A: No. Not yet, at least (as of May, 2010). It is something we'd like, but it has to go through a formal approval process to be certified for the TARC competition. See the official web site of TARC to find out if it has been approved for use. Please ask them to approve it, don't ask us -- we're doing our part already. But in the mean time, it makes a great practice altimeter for your first test flights.

How Altmeters Work
Q:How Do Altimeters Work?
A: The barometric altimeter measures the air pressure surrounding the rocket. Air pressure near the ground is greater than air pressure high in the air (remember, air pressure decreases with altitude, until you reach the vacuum of space, where there is no air pressure). What the unit does is to compare the pressure it senses during flight, to the air pressure on the ground. Using a simple formula, it automatically computes the altitude difference that caused the change in pressure.

How Altimeters Work - A Tutorial
How accurate are altimeters? Which is the best one? These are common questions that are hard to answer, because of the randomness of the atmosphere. This video explains what that means and how it relates to the accuracy of electronic altimeters.

For More Information: See our Peak-Of-Flight Newsletters. Issue #240, Issue #242, and Issue #257

Q:Do you sell any type of ejection charges that could be used with the device on this page?
A: No. The ejection charge is always made from loose black powder. Because black powder is regulated by the government, you have to purchase it from a gun store (one that specializes in muzzle-loading supplies). You also need to be at least 18 years old to use loose black powder in this manner.

Q:Does it matter what elevation the launch field is?
A: The altimeter samples the air on the ground, so it knows the altitude of the ground level. So when you set it to deploy the main chute at 500 feet, it will know that is above ground level. It doesn't matter where you start.

Learn to build the biggest rockets, and get HPR certified.
Q:How easy is it to set up dual-deployment?
A: To be honest, it is not a beginner-level operation. For starters, you have to design your rocket with two separate parachute compartments. This is detailed extensively in the book Modern High Power Rocketry 2. We highly recommend this book if you are new to large rocket or dual deployment techniques.

Q:How Does This Recording Payload Work?
A: This PerfectFlite altimeter payload works by sensing and recording the altitude and interpreting the velocity of the rocket. It records the altitude as such that you can download the data to your computer after the flight and see exactly what went on with altitude, temperature and battery voltage - acceleration and velocity are derived using the downloadable software. The amount of data recorded in an altimeter of this price range is phenomenal - you won't need another! Besides being able to download the data, the altimeter also beeps out the peak altitude and other data points so you can write it down on the fly when you don't have your computer with you.
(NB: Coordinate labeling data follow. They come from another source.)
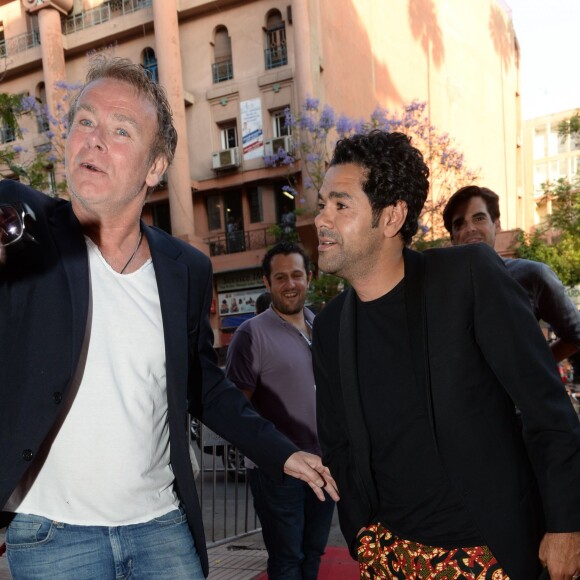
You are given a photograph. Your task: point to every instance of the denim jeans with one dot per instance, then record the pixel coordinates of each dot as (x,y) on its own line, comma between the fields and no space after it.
(295,525)
(41,549)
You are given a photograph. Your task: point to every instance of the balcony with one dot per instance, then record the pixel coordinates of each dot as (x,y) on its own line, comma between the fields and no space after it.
(240,241)
(103,13)
(19,43)
(222,71)
(276,56)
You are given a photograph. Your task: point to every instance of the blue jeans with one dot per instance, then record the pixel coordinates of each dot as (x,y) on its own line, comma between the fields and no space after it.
(295,525)
(40,549)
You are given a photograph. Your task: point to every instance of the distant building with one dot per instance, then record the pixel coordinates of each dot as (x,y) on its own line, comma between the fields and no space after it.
(231,68)
(548,158)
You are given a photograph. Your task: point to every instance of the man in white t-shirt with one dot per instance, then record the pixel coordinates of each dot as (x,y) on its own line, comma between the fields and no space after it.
(106,346)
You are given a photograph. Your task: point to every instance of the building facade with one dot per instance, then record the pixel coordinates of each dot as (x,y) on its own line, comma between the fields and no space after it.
(549,158)
(231,68)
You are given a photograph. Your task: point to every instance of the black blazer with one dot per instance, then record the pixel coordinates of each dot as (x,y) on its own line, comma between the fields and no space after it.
(44,297)
(477,350)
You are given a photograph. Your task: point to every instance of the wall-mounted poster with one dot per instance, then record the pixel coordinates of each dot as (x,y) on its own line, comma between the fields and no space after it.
(252,133)
(240,302)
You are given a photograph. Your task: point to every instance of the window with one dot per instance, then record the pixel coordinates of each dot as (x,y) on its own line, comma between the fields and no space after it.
(42,123)
(150,64)
(255,202)
(276,53)
(540,143)
(540,177)
(213,206)
(2,40)
(222,69)
(228,136)
(280,125)
(553,140)
(563,144)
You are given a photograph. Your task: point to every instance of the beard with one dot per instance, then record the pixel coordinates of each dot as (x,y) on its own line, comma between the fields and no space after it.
(284,307)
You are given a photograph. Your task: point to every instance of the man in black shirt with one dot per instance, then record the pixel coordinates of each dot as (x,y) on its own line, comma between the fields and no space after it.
(418,366)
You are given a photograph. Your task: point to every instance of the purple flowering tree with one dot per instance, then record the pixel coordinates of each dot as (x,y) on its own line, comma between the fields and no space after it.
(41,167)
(316,129)
(447,167)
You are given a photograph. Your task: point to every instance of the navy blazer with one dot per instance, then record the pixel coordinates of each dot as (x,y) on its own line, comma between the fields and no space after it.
(477,350)
(44,299)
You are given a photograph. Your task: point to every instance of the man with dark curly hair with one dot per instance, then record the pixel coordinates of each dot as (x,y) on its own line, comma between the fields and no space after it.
(419,366)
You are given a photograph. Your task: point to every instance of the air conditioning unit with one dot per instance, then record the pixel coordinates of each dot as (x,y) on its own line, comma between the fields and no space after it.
(271,146)
(226,159)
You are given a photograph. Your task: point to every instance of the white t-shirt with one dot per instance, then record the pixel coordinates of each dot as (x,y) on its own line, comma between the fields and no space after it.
(109,462)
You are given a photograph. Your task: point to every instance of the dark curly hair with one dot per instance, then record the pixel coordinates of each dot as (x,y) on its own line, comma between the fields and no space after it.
(122,69)
(464,194)
(394,170)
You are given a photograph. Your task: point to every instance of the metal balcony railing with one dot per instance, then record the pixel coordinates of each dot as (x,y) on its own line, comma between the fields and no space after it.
(222,71)
(240,241)
(276,56)
(19,43)
(103,13)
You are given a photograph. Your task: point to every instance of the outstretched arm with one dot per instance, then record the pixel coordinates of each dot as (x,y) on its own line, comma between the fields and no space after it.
(560,553)
(309,468)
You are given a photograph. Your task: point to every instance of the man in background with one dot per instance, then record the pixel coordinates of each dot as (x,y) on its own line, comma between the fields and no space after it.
(419,365)
(270,360)
(472,216)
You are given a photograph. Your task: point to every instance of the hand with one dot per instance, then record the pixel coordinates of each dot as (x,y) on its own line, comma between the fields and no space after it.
(560,553)
(309,468)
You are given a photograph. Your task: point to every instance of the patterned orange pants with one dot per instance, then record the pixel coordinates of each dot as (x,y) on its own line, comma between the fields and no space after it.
(382,554)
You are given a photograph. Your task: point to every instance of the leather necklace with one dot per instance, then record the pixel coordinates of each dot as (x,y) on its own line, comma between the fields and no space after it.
(134,252)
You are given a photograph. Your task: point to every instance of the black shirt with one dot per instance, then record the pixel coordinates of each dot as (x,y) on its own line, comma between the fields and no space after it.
(417,500)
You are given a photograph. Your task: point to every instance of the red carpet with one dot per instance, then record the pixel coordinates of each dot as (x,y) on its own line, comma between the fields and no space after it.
(336,565)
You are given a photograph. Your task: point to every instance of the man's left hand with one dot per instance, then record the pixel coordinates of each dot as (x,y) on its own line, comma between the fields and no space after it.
(309,468)
(560,553)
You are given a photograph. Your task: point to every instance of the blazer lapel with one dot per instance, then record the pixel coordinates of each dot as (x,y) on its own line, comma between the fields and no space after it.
(417,325)
(68,237)
(359,436)
(172,284)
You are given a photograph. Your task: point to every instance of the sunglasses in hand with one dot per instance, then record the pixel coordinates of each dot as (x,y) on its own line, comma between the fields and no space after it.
(13,219)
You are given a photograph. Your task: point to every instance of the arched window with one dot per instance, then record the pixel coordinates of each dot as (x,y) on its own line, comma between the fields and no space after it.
(222,68)
(42,122)
(276,53)
(150,64)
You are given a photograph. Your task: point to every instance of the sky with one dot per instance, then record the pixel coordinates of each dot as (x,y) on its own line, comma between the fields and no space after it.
(547,31)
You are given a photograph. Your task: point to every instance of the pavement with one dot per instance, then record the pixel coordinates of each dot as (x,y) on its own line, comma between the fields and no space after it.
(246,558)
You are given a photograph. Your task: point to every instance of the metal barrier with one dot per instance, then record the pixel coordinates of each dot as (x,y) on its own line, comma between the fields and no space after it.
(225,496)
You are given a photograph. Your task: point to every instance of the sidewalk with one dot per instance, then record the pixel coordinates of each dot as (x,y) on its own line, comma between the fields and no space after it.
(245,559)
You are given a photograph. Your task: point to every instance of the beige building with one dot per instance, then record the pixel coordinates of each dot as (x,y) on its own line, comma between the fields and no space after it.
(231,68)
(548,158)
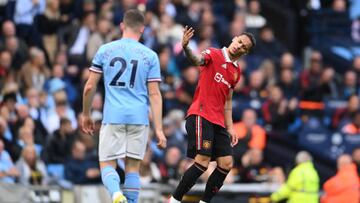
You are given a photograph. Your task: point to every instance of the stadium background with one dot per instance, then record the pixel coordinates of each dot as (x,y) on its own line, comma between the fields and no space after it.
(299,89)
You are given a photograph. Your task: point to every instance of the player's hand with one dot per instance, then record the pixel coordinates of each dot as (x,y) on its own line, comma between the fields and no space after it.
(233,136)
(88,125)
(188,33)
(161,139)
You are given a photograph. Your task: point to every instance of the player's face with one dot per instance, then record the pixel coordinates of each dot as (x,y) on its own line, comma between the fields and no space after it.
(240,45)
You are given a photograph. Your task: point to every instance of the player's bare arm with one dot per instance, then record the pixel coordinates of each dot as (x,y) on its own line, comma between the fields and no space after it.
(88,95)
(228,118)
(156,109)
(194,58)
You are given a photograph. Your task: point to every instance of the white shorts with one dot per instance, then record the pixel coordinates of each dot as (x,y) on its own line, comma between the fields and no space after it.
(120,141)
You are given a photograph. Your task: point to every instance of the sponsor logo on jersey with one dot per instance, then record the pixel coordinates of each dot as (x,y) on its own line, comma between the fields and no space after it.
(206,144)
Q:How does it detect a launch?
A: While the unit is in stand-by mode, it is constantly monitoring the outside air pressure. As soon as the air pressure starts to drop, it figures something is happening. It starts recording information, but will discard it until it senses a pressure difference that equals 160 feet in altitude gain. If the pressure drops this amount, it considers a "true launch," so it stores all the information it has recorded.

Reviews for the PerfectFlite StratoLogger Altimeter CF
Current Reviews: 1

Random Selected Reviews:

5 of 5 Stars!Raymond Godown -- 10/26/2012
I bought this for my level 2 atempt rocket. The instrutions are eazy to understand and its easy to setup. You can setup the altimeter settings without a computer with the setup button.
I really like the small size of this altimeter, should fit in most narrow diameter rockets, 2 inches and up.
I have yet to fly it, but I feel it will work without any problems.